Above all, he asserts, culture “must be a spiritual community which owes its unity to common beliefs and common ways of thought far more than any unanimity of physical type…Therefore from the beginning the social way of life which is culture has been deliberately ordered and directed in accordance with the higher laws of life which are religion.”

Kirk agrees. Arguing for the estimable 19th century political thinker, Edmund Burke, he insists that a good and humane society requires not just good laws, but religion, traditions of living, a rich heritage of customs, and a complex pattern of relationships of all kinds. It is these things, together in all their innumerable, constituent parts, that make us truly human.

Along these lines, Louis Bredvold, also echoing Burke, writes that “politics ought to be adjusted, not to bare human reason, but to human nature, of which reason is but a part, and…by no means the greatest part.” Civilization, in other words, reflects and accommodates our truest nature.

The revolutionaries, however, would invoke a kind of “inverted religion,” which uses “a central political power and strength to enforce conformity to its ‘rational creed.’ Through the destruction of ancient institutions and beliefs, the way must be cleared for Utopia.”

Ironically, the revolutionaries were actually “subverting true ‘social freedom,’ which is maintained by wise laws and well-constructed institutions; they were seeking what never can be found, perfect liberty – which means that the bonds of social community are dissolved, and men are left little human atoms, at war with one another.”

In short, the French Revolution sought to “uproot the delicate growth that is human society,” the only way of being that makes life intelligible and meaningful.

Generally speaking, both today’s strict libertarian/capitalist thinking and socialist idealism are based on a secular fiction. For the former, the goal is to find security by means of unfettered economic activity, at the expense of community. For the latter, the goal is to achieve human community and equality, but with the loss of personal liberty. Both, it must be noted, leave God out, deferring to human rather than godly means.

The problem for the founders of capitalism in the 17th and 18th centuries was that they assumed the moral and spiritual heritage of Judaism and Christianity would continue forever.

They thought its values of honesty, fidelity, diligence, reticence, delayed gratification, and self-control were unassailable. But after decades of self-expression, self-indulgence, instant gratification, and demands for the impossible, such traditional norms can no longer be assumed.

What’s left is something Michael Novak called the “empty shrine” at the center of our pluralistic democracy. The chimes of church bells, as it were, have grown ever faint.

Because secular capitalism has proved inadequate in filling this empty shrine, socialism comes along promising both moral and economic perfection. To a nation starving for community and stability, its lure is intoxicating.
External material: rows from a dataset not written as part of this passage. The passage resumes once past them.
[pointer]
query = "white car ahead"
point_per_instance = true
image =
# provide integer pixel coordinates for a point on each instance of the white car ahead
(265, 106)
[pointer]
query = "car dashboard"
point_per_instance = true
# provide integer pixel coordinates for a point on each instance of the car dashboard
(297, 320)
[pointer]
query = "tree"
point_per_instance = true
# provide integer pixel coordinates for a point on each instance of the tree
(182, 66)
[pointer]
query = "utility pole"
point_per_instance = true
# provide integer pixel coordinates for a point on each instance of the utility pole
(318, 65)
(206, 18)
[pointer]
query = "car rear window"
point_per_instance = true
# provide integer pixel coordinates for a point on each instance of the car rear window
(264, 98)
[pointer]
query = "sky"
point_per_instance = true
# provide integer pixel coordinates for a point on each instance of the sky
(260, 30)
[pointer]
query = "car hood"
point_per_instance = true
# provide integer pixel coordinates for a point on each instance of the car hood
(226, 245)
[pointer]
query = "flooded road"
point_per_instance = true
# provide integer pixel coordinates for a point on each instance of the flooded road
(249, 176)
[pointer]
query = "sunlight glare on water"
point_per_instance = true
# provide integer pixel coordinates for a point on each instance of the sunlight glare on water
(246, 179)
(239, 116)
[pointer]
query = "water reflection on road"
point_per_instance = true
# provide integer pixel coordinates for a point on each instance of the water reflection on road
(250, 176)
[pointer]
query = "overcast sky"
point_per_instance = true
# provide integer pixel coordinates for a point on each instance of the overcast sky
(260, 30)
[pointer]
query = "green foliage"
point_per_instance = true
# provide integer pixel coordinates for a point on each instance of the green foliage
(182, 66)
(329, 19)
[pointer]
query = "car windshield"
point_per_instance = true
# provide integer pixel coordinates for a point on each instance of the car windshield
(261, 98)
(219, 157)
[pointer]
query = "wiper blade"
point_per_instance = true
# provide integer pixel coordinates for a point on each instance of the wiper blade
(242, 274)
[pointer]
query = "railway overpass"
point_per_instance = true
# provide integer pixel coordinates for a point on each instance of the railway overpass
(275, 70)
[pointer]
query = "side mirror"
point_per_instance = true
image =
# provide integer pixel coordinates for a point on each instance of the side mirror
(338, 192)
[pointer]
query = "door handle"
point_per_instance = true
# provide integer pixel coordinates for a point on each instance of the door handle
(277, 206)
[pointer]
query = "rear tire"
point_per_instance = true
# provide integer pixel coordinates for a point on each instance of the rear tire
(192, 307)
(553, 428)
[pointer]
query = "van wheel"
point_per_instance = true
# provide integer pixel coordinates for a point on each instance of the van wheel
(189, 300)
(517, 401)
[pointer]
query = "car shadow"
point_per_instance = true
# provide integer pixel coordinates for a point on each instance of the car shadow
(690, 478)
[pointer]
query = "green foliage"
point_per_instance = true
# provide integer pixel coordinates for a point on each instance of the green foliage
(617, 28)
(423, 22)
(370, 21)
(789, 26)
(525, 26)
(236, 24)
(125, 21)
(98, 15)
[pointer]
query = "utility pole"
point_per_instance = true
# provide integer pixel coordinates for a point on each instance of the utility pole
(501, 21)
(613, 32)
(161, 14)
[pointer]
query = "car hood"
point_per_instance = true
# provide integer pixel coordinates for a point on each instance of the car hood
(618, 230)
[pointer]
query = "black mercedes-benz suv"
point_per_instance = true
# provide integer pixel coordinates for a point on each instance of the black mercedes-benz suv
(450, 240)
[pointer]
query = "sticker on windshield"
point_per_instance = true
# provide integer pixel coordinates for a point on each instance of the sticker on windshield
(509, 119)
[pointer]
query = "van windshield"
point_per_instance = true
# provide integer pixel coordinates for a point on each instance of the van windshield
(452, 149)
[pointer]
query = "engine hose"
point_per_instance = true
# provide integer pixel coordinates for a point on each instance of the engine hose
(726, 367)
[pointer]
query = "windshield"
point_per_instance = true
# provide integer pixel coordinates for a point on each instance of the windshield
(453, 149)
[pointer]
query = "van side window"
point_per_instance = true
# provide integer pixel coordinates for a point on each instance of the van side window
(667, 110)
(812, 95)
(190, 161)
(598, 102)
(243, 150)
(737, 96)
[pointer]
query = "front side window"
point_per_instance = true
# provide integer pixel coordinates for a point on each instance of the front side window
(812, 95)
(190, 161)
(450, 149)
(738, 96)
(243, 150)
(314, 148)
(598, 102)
But without God, and the civilizational traditions born of God, we end up with two polar opposites: the mindless, radical, individualistic pursuit of money – and the soulless, enervating conformity of socialism.

An unavoidable fact of life, one most reviled, is that human existence involves acceding to authority. That authority can come from either God or human beings.
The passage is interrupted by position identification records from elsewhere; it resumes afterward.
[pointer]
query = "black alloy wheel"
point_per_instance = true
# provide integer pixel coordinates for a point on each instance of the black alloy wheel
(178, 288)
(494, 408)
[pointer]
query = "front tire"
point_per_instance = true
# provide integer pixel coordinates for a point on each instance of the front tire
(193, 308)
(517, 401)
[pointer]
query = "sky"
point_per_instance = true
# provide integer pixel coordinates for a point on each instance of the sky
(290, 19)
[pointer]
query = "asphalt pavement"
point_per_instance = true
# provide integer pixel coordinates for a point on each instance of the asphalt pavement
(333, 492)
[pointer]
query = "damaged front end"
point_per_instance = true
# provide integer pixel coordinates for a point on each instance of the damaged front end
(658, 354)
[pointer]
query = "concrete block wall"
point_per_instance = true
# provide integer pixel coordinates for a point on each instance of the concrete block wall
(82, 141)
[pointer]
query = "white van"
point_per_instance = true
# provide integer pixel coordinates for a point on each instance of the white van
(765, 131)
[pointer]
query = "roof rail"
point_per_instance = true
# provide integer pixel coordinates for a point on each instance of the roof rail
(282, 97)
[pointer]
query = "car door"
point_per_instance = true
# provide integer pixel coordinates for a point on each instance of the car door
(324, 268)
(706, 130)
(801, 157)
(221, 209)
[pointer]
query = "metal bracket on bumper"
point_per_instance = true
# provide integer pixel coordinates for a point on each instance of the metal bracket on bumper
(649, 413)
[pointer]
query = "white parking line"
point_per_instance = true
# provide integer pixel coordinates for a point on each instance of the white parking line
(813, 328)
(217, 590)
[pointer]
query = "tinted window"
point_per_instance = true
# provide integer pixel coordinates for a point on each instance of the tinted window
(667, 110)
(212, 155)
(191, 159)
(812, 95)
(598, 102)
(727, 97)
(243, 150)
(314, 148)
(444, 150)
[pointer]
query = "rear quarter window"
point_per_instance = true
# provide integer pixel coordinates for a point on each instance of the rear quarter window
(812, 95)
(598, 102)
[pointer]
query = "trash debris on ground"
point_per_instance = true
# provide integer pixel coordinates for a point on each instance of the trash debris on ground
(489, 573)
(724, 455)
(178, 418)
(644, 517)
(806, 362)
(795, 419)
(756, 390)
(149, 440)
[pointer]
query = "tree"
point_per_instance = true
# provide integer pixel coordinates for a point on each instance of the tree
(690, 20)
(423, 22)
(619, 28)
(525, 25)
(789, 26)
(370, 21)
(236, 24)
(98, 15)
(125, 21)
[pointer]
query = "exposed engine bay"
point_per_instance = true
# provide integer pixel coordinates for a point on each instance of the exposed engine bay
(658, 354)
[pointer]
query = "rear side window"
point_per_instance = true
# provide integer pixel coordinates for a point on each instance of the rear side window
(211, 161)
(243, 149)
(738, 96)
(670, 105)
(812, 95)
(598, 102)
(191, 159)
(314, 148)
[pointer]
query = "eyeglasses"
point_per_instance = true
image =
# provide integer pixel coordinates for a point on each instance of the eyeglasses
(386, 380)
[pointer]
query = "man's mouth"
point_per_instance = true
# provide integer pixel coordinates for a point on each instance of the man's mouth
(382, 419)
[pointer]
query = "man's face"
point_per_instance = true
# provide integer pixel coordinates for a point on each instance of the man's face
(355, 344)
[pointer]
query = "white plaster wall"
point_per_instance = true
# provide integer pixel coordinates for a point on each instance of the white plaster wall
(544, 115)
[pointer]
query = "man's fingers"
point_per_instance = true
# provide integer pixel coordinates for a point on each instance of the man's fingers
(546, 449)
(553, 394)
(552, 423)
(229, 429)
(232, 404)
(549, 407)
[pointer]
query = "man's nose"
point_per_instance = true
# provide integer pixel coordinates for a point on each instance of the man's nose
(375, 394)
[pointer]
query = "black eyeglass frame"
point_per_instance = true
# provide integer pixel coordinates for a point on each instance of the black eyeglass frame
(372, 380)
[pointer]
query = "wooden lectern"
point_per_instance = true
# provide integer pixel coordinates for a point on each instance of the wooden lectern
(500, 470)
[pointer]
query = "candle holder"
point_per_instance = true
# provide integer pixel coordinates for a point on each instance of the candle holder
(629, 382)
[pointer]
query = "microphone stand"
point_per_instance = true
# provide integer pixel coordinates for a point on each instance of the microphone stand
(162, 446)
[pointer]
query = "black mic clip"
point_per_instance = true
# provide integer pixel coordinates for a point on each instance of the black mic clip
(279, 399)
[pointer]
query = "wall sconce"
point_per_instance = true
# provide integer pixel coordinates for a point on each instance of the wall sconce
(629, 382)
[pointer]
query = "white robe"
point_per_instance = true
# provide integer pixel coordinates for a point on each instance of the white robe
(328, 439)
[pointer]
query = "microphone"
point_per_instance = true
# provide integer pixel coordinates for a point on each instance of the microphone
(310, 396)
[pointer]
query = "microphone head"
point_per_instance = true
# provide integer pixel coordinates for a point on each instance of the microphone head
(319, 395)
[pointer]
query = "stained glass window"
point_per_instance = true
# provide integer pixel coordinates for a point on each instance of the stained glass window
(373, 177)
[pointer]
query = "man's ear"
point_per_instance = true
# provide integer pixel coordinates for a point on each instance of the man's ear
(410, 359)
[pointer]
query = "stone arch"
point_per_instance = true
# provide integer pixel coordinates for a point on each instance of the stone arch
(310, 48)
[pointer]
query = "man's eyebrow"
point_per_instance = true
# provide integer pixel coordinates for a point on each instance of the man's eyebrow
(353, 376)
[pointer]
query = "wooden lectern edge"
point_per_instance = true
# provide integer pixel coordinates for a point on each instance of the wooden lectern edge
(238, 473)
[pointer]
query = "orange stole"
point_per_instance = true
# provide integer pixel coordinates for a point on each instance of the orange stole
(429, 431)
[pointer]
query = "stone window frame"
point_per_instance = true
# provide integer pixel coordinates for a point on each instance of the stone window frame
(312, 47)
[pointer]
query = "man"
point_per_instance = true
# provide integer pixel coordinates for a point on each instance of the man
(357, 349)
The very first task of the Christian is to learn to fear God, and to accept human nature as fraught with sin and limitation. It is out of this basic recognition that humility and obedience to God’s righteous authority emerges.
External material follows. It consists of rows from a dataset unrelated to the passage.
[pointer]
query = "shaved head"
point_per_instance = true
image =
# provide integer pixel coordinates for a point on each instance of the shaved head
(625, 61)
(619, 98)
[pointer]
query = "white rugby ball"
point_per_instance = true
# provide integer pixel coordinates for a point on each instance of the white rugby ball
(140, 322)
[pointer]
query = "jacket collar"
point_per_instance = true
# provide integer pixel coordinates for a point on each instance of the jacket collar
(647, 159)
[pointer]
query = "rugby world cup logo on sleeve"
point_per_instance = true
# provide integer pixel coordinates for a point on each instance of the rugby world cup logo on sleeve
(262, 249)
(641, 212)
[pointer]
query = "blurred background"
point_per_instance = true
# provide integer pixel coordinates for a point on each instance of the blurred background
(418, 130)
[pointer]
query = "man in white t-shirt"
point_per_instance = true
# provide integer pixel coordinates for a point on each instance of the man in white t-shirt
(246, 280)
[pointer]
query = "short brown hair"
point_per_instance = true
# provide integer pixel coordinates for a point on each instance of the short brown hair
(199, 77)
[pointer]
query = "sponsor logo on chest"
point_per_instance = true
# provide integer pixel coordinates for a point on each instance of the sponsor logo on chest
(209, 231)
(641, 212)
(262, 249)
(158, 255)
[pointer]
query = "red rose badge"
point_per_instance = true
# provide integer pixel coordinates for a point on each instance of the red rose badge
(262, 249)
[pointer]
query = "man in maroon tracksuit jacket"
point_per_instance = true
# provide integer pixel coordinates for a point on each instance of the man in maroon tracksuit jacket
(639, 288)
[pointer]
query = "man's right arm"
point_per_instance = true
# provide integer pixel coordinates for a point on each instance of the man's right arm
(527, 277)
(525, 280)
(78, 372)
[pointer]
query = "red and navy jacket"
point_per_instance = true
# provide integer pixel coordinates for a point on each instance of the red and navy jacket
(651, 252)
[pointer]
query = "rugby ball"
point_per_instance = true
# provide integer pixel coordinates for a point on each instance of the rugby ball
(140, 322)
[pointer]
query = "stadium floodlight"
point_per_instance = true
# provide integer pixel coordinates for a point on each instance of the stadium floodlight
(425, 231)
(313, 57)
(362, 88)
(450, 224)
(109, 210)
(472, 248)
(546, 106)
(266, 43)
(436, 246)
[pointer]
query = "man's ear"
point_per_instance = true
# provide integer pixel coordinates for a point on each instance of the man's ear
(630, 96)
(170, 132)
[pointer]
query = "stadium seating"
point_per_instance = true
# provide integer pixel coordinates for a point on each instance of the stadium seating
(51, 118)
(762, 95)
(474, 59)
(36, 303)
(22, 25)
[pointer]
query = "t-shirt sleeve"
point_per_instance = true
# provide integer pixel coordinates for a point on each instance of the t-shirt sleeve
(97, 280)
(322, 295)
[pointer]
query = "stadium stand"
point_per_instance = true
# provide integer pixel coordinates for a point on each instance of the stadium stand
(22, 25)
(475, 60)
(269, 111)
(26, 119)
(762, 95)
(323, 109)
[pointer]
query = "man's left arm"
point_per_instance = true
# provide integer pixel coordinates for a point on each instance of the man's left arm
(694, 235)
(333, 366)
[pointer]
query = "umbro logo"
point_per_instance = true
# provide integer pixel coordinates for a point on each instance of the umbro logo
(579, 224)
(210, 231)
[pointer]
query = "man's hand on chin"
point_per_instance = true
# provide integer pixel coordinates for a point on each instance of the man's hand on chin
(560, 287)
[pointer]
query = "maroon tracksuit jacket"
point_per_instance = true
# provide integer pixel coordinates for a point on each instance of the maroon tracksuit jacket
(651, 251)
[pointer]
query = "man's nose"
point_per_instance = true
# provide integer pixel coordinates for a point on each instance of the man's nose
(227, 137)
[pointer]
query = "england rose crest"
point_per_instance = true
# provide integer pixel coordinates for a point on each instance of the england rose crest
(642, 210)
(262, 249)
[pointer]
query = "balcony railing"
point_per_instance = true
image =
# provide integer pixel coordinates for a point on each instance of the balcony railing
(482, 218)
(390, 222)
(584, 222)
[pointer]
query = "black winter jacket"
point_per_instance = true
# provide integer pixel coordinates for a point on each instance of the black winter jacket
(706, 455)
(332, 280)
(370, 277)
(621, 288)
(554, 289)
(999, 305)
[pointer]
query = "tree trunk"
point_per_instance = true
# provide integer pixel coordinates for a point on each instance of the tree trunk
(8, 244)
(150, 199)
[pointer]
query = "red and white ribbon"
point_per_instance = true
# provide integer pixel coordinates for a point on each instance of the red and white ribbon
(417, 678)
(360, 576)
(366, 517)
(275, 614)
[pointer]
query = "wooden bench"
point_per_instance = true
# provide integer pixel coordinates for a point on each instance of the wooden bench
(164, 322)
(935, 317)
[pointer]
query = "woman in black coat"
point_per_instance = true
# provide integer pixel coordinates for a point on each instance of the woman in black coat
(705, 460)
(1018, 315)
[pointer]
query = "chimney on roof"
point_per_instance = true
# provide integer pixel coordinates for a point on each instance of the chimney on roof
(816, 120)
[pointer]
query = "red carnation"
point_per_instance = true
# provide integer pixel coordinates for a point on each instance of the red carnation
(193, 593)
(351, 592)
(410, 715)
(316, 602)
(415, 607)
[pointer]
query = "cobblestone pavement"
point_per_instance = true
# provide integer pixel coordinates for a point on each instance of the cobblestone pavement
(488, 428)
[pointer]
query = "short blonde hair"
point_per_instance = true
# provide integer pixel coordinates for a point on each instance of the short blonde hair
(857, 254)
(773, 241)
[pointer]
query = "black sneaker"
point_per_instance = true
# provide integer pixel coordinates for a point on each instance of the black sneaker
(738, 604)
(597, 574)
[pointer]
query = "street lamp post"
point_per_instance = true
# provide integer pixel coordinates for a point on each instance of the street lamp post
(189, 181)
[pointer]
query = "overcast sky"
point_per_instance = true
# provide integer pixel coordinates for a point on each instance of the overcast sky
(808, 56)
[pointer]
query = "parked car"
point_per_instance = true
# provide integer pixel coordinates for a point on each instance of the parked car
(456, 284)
Short of this, we rely solely on naked, abstract human powers, artificially torn from their natural habitat, from that which, ironically, makes us most human and most humane: i.e. a civilization formed in and through divine revelation, passed down by custom and tradition, itself reflecting countless generations of lived experience that faithfully accords with the unchanging, intractable contours of creation and human nature.